Sunday's 17th annual Chocolate Auction, staged by the Baldwin Community Arts Council, was dedicated to the memory of the late Alice Ann Callahan-Russell, who started the auction in 1988 and was instrumental in forming the BCAC. She died in April, but her legacy lives on as evident by the auction which totaled a record-breaking $9,036.
"Really? That's great," said Tom Russell, Alice Ann's husband, when told of the record fund-raiser. "I'm glad to hear that. I'm sure it had a lot to do with Alice Ann. I think that was the motivation behind it all, with everyone showing their memorium.
"It's a great thing, the chocolate auction," said Russell. "They've always made at least $1,000 since it was started. I doubt they'll top that ($9,036) in a long time. What they do is great."

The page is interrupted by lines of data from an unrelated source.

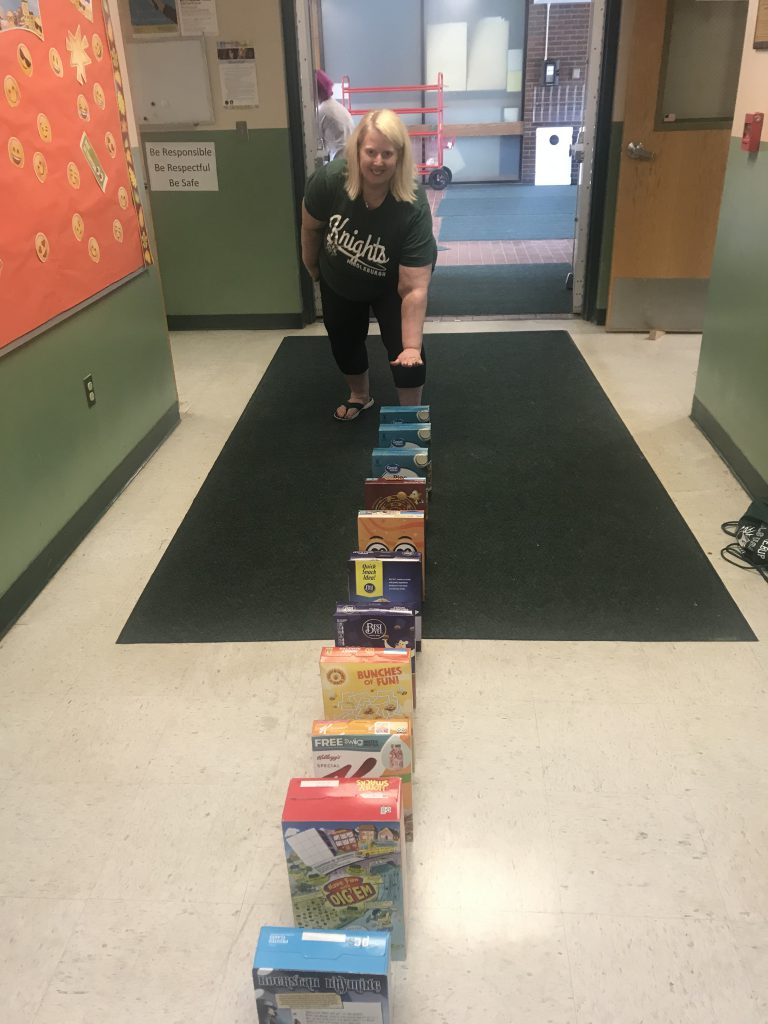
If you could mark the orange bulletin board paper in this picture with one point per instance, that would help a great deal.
(73, 222)
(761, 27)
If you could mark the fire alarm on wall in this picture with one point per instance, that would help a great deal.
(751, 134)
(550, 72)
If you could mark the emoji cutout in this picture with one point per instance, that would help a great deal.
(15, 152)
(43, 128)
(73, 175)
(40, 166)
(41, 247)
(12, 92)
(25, 58)
(54, 59)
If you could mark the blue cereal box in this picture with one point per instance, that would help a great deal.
(404, 434)
(344, 844)
(363, 626)
(403, 414)
(400, 462)
(334, 977)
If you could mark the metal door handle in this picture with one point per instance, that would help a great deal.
(636, 151)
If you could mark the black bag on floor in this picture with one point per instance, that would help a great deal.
(751, 531)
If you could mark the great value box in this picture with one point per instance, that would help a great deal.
(367, 749)
(333, 977)
(345, 853)
(367, 682)
(403, 414)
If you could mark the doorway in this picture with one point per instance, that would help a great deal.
(515, 94)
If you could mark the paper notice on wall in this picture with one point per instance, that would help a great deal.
(198, 17)
(238, 74)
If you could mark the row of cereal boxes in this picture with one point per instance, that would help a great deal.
(344, 829)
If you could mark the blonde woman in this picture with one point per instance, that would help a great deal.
(367, 238)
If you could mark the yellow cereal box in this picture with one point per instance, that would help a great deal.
(367, 682)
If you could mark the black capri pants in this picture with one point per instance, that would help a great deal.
(347, 322)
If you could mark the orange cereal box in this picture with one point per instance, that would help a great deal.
(367, 682)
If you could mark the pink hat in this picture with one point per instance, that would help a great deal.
(325, 85)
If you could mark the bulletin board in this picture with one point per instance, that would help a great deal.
(73, 223)
(170, 84)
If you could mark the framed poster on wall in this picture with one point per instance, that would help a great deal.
(75, 224)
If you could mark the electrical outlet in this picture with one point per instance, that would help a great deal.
(90, 393)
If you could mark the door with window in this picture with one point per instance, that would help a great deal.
(681, 88)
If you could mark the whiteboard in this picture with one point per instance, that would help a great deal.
(169, 82)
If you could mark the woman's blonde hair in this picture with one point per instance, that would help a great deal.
(402, 185)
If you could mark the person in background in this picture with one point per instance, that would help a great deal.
(334, 120)
(367, 238)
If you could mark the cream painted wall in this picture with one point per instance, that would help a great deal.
(258, 24)
(753, 83)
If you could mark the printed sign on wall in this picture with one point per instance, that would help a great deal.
(75, 223)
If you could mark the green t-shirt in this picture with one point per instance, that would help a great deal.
(363, 249)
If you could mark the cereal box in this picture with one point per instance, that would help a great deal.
(367, 749)
(401, 462)
(324, 977)
(364, 626)
(404, 434)
(398, 531)
(403, 414)
(346, 855)
(396, 494)
(367, 682)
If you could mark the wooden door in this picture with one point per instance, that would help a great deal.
(668, 207)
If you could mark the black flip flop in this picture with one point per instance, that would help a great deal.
(358, 406)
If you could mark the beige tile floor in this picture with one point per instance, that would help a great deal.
(591, 818)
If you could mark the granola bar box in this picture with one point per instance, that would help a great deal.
(345, 852)
(334, 977)
(367, 749)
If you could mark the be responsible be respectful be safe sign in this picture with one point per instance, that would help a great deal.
(181, 166)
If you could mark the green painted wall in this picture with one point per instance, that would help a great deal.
(732, 380)
(236, 250)
(609, 213)
(55, 450)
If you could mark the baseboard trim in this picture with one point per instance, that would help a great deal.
(731, 455)
(22, 593)
(236, 322)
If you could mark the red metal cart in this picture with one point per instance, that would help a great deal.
(428, 139)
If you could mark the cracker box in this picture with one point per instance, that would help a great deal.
(367, 749)
(401, 462)
(363, 626)
(396, 494)
(403, 414)
(398, 531)
(404, 434)
(301, 977)
(346, 855)
(367, 682)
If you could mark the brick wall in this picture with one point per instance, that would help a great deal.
(562, 103)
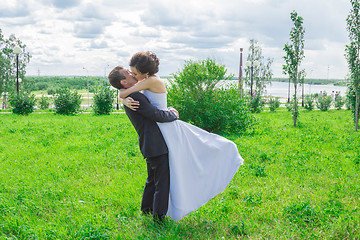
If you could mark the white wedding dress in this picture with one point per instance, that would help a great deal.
(201, 164)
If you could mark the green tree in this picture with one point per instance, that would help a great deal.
(352, 56)
(22, 103)
(8, 64)
(44, 102)
(196, 94)
(294, 55)
(103, 100)
(257, 76)
(67, 102)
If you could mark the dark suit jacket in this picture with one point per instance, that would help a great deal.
(144, 120)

Last year's auction set the standard at $6,000, but it didn't stand up to this year's version were 130 bidders put their money where their mouths were. Alice Ann's sisters, Mary Jane Chubb and Charlene Potter, were instrumental with their various chocolate goodies and Russell put up a painting from his show that was the highest bidded item at $2,000. It was bought by Don Nutt.
"We couldn't have been happier with it," Potter said of the auction. "It was a great crowd, a generous crowd. I loved the art work.
"I think everyone loved it. I kept saying, 'Alice Ann would have loved it.' It was a great day," she said.
BCAC Vice President Ande Parks, who was chairman of this year's auction, was extremely pleased with how it all turned out.
"By just about any standard, this year's auction was standout event," said Parks. "The BCAC board felt it was important to honor one of Baldwin's great artistic spirits in Alice Ann, and the community obviously agreed. We were fortunate to have so many members of her family in attendance, which truly made the day a special occasion.
"It's important for us to remember people who have really made a difference in our lives in Baldwin, and I think this year's auction did just that," he said. "Of course, the money raised will help us carry on Alice Ann's legacy in a more tangible way."
BCAC President Christy Carlisle, who was instrumental in putting the event together and also gave a tribute to Alice Ann and the family prior to the auction starting, was thrilled with the turnout and the tribute.
"It was a great success," said Carlisle. "We especially appreciate the Alice Ann Callahan-Russell family for not only sharing their family and their personal lives with us, but their donations to the Chocolate Auction. They went over and above what we could imagine.
"It was just a record-breaking year all the way around," she said. "The bids were higher than ever, the chocolate delicacies were wonderful and the art work was better than ever. We also appreciate the turnout up against the Super Bowl Sunday. As usual, the community showed it camaraderie and support of the arts. On behalf of the board, I'd like to thank everybody. Now I'm going to take a nap."
The fund-raiser annually is used to provide scholarships to Baldwin High School students continuing their education in art in college. The scholarship has been renamed in honor of Alice Ann. There are other projects by the BCAC that benefit from the proceeds.
"Absolutely," said Carlisle of the money going back into the community, including funding of art programs in the elementary schools. "We will have a nice fund for this year's Alice Ann Callahan-Russell continuing education scholarship. We also have scholarships for Broadway at Baker and other projects."
Another new twist for this year was that half of the proceeds from Russell's painting, $1,000, will go to the Lumberyard Arts Center Project which will refurbish the downtown location into a center for all arts. It is a separate entity from the BCAC, although the BCAC has made sizable donations to the project.
"On behalf of the Lumberyard Arts Center Project, we are grateful and pleased by the generosity of Tom, Don and the Baldwin Community Arts Council in sharing the proceeds of the sale of Tom's painting with us," said Sandy Cardens, president of the board of directors of the LAC. "We are also excited that Tom has agreed to be a member of the Lumberyard Arts Center's advisory board.
"The arts center will be a place where we can honor the artists and teachers who have carved the path we follow and inspired us to bring a home for the arts to Baldwin City," she said. "Alice Ann Callahan-Russell was just such an inspiration and this gift will be recognized as honoring her memory."